Após imersão cultural no país asiático, consultora com passagens por Uber e iFood finaliza livro sobre comunicação estratégica, dados e tomada de decisão
A construção de narrativas corporativas ganha uma perspectiva inédita com a recente imersão cultural e profissional realizada na China pela estrategista Karina Piva. Conhecida por sua atuação expressiva em gigantes da tecnologia, a especialista une sua bagagem internacional para demonstrar como a comunicação eficiente consegue converter métricas frias em verdadeiro direcionamento de negócios. Essa travessia continental coroa uma trajetória sólida voltada ao desenvolvimento de lideranças corporativas de alto desempenho.

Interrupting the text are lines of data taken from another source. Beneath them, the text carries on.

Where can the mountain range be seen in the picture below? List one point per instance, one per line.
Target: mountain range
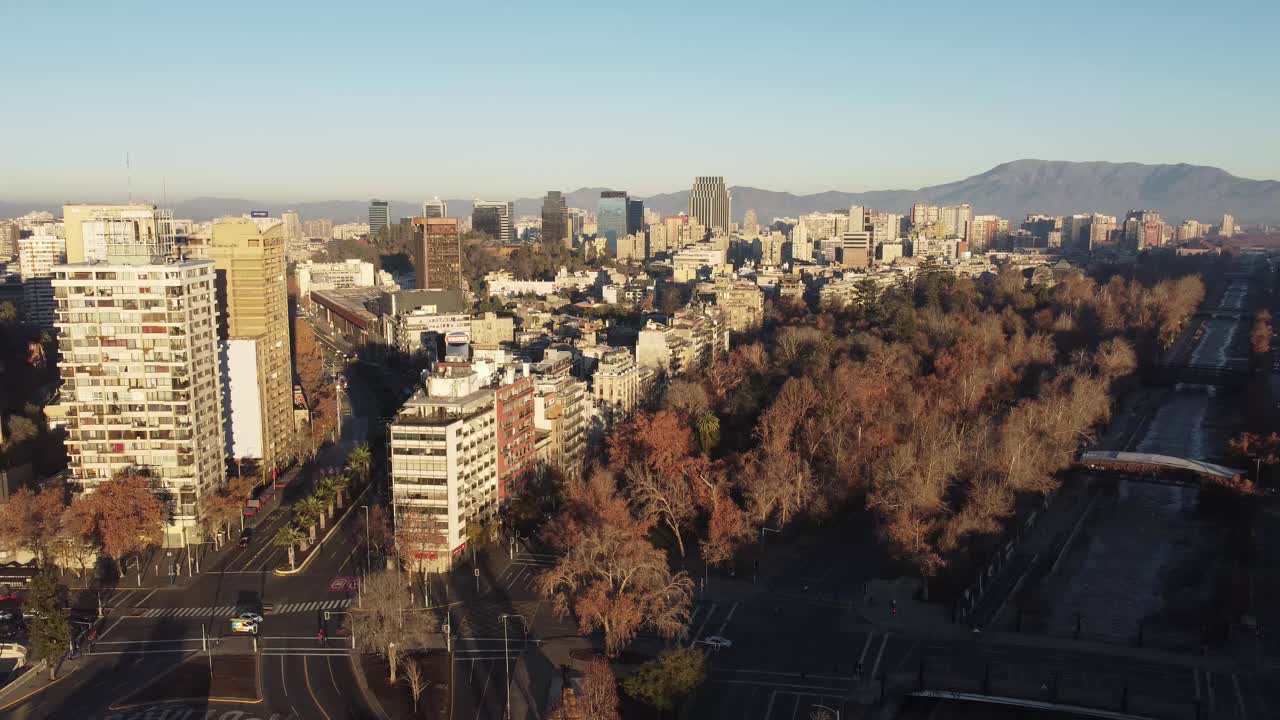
(1010, 190)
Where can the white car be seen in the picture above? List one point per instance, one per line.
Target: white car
(718, 642)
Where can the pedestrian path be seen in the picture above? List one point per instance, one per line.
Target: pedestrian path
(228, 610)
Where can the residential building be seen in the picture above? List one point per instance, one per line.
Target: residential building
(435, 208)
(379, 215)
(437, 254)
(333, 276)
(140, 376)
(252, 294)
(494, 218)
(9, 235)
(37, 255)
(616, 386)
(556, 219)
(562, 409)
(117, 233)
(513, 408)
(444, 463)
(709, 203)
(855, 249)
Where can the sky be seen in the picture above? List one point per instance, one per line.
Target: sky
(298, 101)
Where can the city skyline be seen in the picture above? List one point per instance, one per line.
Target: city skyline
(814, 113)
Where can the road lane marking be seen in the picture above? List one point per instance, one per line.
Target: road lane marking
(306, 675)
(727, 618)
(705, 619)
(1239, 696)
(867, 645)
(881, 654)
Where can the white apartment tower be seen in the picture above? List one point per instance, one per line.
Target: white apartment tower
(444, 463)
(709, 203)
(37, 255)
(140, 378)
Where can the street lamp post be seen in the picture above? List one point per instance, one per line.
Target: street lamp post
(506, 651)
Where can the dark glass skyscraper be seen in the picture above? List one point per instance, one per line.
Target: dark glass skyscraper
(611, 217)
(635, 215)
(556, 219)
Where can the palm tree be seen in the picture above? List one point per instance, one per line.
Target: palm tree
(289, 536)
(310, 509)
(360, 461)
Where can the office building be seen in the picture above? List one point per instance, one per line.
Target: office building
(635, 215)
(141, 384)
(1228, 227)
(437, 254)
(709, 203)
(379, 217)
(611, 218)
(435, 208)
(292, 226)
(37, 255)
(444, 463)
(117, 233)
(556, 219)
(254, 331)
(494, 218)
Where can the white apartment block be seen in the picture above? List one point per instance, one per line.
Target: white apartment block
(141, 383)
(444, 463)
(37, 255)
(333, 276)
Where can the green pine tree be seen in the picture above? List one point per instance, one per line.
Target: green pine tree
(48, 630)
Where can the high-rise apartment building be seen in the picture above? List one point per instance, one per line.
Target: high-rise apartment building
(9, 235)
(494, 218)
(616, 386)
(437, 254)
(444, 463)
(435, 208)
(117, 233)
(140, 378)
(292, 226)
(513, 411)
(379, 217)
(556, 219)
(37, 255)
(254, 331)
(709, 203)
(611, 218)
(1228, 227)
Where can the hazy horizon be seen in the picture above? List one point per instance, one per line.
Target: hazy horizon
(266, 103)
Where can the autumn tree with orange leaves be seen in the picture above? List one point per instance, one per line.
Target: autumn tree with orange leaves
(120, 515)
(609, 578)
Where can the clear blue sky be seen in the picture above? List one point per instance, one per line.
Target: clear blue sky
(282, 101)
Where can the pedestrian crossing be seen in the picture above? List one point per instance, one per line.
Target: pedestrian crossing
(228, 610)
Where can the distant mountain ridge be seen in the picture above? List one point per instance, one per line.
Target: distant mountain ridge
(1010, 190)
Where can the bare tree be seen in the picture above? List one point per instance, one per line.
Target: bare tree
(415, 679)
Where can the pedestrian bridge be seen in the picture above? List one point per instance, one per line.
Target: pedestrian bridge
(1152, 463)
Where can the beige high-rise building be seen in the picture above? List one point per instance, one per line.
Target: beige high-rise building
(117, 233)
(141, 387)
(254, 292)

O debate ganha urgência diante do cenário de excesso informacional que atinge as corporações globalmente. Dados divulgados pela International Data Corporation revelam que o volume mundial de informações geradas deve ultrapassar a marca de 180 zettabytes até o próximo ano, expondo o maior desafio enfrentado pelas organizações contemporâneas. Ter acesso a um oceano de dados não significa, necessariamente, possuir clareza nas diretrizes ou inteligência estratégica competitiva para o mercado atual.
Na rotina corporativa, a abundância informacional frequentemente resulta em paralisia ou em escolhas equivocadas por falta de nexo contextual. Equipes tecnicamente qualificadas enfrentam sérias barreiras quando precisam traduzir análises complexas em relatórios acessíveis para o escalão executivo. Essa lacuna entre a análise profunda e a ação prática compromete o crescimento sustentável de projetos inovadores e atrasa tomadas de decisão importantes em setores altamente dinâmicos.
A bagagem acumulada por Karina Piva em corporações como Uber e iFood permitiu identificar esse comportamento repetitivo nas estruturas organizacionais. Avaliando de perto as falhas na transmissão de relatórios, a especialista adverte que “hoje, boa parte das lideranças tem dados sobrando e ainda sofre com apresentações incapazes de transformar informação em decisão”, o que sabota a agilidade necessária nos negócios. A obra propõe estruturar o enredo corporativo bem antes da consolidação visual dos gráficos.
Para solucionar esse entrave, o livro propõe frameworks práticos voltados a profissionais que buscam ascensão e precisam defender projetos com propriedade. Entendendo que o enredo estratégico deve preceder as telas de indicadores, a autora defende que “a história precisa existir antes mesmo do dado” para que as metas de comunicação sejam atingidas. Essa metodologia permite mapear previamente o público de interesse, os impactos esperados e a lógica argumentativa antes do design final.
A dinâmica do ecossistema chinês, fortemente pautada pela velocidade e pelo avanço da inteligência artificial, valida essa abordagem focada no fator interpretativo humano. Ao analisar a aceleração digital daquele país, a consultora destaca que “ambientes marcados por velocidade deixam evidente que empresas precisam de profissionais capazes de conectar contexto e lógica”, ressaltando a relevância da capacidade de síntese frente aos algoritmos modernos. O profissional assume a função de tradutor estratégico da informação.
O lançamento da obra promete sintonizar executivos e líderes com o que há de mais avançado em influência organizacional. Diante de mercados saturados por relatórios visuais idênticos, a capacidade de gerar valor real reside na inteligência argumentativa da liderança. Consolidando seu pensamento, a especialista crava que “um número imperfeito, mas bem-posicionado estrategicamente, gera mais movimento do que um relatório impecável incapaz de dar direcionamento”, apontando o caminho para o sucesso nos negócios.